Updates

Renal Complication of IVIg

Source: Letter from the FDA, September 29, 1999.

The fda has alerted physicians to the risk of acute renal failure associated with the administration of intravenously administered immune globulin (IVIg). A total of 114 cases of renal dysfunction and acute renal failure have been reported in association with infusion of IVIg; although most patients recovered with supportive care, 17 cases were fatal. Most of the patients were older or had severe underlying disease. Just over half the cases occurred in patients with ITP, who often receive multiple sequential infusions at higher dosages compared with other recipients.

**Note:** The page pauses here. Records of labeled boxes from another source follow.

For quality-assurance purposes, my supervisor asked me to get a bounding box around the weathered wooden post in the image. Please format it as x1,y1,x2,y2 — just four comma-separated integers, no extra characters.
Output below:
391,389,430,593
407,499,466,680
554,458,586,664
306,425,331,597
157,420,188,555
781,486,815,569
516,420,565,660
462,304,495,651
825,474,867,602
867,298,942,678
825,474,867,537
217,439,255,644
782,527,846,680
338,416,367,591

Histopathology available in 15 cases demonstrated acute tubular necrosis, vacuolar degeneration, and osmotic nephrosis—suggestive of osmotic injury to the proximal tubules. Indeed, 88% of U.S. cases of renal toxicity occurred in patients receiving sucrose-containing products, which are hyperosmolar. Available sucrose-containing products include those manufactured by the Central Laboratory, Swiss Red Cross (distributed by Novaritis Pharmaceuticals as Sandoglobulin® and the American Red Cross as Panglobulin®), which are responsible for 69% of reported cases, and Gammar® products, which are responsible for another 22% of reported cases. An additional 9% of cases have been associated with nonsucrose-containing products.

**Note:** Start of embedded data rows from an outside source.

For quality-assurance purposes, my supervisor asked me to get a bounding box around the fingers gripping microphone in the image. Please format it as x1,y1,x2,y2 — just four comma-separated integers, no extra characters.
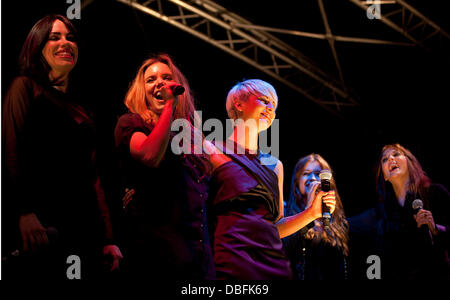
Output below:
2,227,59,262
319,170,333,227
170,84,185,96
412,199,433,244
412,199,423,214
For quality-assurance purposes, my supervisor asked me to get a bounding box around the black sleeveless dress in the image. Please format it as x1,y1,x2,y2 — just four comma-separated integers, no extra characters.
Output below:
208,141,292,280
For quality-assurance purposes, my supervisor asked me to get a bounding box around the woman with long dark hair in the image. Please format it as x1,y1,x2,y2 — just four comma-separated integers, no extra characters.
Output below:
283,154,349,280
349,144,450,279
2,15,121,279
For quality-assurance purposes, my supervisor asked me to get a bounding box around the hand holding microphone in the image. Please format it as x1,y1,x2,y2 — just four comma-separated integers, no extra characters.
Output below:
308,177,336,225
412,199,437,235
319,170,336,227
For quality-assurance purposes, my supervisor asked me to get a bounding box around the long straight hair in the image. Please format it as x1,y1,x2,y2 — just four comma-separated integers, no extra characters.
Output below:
285,153,349,255
376,144,431,202
19,15,79,85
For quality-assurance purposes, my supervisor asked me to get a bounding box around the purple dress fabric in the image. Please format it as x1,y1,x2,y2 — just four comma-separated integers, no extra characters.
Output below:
208,142,292,280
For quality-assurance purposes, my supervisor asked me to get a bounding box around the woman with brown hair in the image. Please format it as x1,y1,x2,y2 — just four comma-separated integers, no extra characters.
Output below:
115,54,215,279
349,144,450,279
2,15,121,279
283,154,348,280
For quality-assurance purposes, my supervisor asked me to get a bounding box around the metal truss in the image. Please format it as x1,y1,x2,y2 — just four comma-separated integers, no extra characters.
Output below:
111,0,450,116
117,0,359,115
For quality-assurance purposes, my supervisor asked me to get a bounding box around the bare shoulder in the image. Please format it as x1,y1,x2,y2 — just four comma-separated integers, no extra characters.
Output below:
273,158,283,175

The FDA stressed that caution should be used when administering these products to patients who are elderly, have diabetes, pre-existing renal disease, paraproteinemia, evidence of volume depletion, or hypotension. Patients should be adequately hydrated before receiving these products. While the duration of infusion time has not been analyzed as a factor, these products should be administered as slowly as is practical (no more than 3 mg sucrose/kg/min or approximately 2 mg/kg/min for Sandoglobulin® and Panglobulin® and 1 mg/kg/min for Gammar® -P.I.V. products). You might want to check with your pharmacist for assistance when calculating the timing of an infusion. Patients should be advised of the potential risk of kidney damage and instructed to report any symptoms associated with fluid overload or decreased urine output.


Chronic Leg Ulcers Due to Hydroxyurea

Source: Sirieix ME, et al. Arch Derm 1999;135:818-820.

Hydroxyurea (hu) has been widely used in the suppression of chronic myeloproliferative disorders, as well as, more recently, in the treatment of HIV. A lesser known side effect of this agent is the development of chronic lower extremity ulcerations, which occurs in up to 8.5% of patients with myeloproliferative disorders receiving continuous HU therapy.

Sirieix and colleagues reviewed a total of 41 cases of chronic lower extremity ulcerations in patients receiving chronic maintenance therapy with HU for hematologic malignancy (mean duration of therapy, 5 years). Most of the patients were elderly and had poor wound healing, although there was no evidence of vascular compromise. The ulcerations promptly resolved in 80% of patients when HU was withheld. While the cause is not known, it has been suggested that the ulcerations may be the result of stasis changes from megaloblastic red cells, similar to that seen in hereditary blood dyscrasias, such as thalasemia, sickle cell disease, and spherocytosis. Interestingly, similar lower extremity ulcerations have not been described in patients with HIV infection, although macroerythrocytosis commonly occurs in those receiving zidovudine and HU. Topical GM-CSF has also been described as of potential benefit in the promotion of wound healing in some cases.


Moxifloxacin Penetrates Inflamed Skin

Source:Muller M, et al. Antimicrob Agents Chemother 1999;43:2345-2349.

Moxifloxacin is a promising new quinolone antibiotic with activity similar to trovafloxacin. To investigate the concentration of drug achieved in different body compartments in people, 12 healthy volunteers received a single oral dose of 400 mg or a single intravenous bolus of 400 mg over one hour. Concentrations of drug were measured in cantharides-induced skin blisters, saliva, and capillary plasma. Concentrations of free unbound drug in plasma rapidly equilibrated with the interstitial compartment. While the levels of moxifloxacin in capillary plasma and saliva were similar to that in plasma, the concentration of drug in skin blisters was 50% greater. These data suggest that moxifloxacin has excellent penetration of inflammatory interstitial fluid and damaged soft tissues.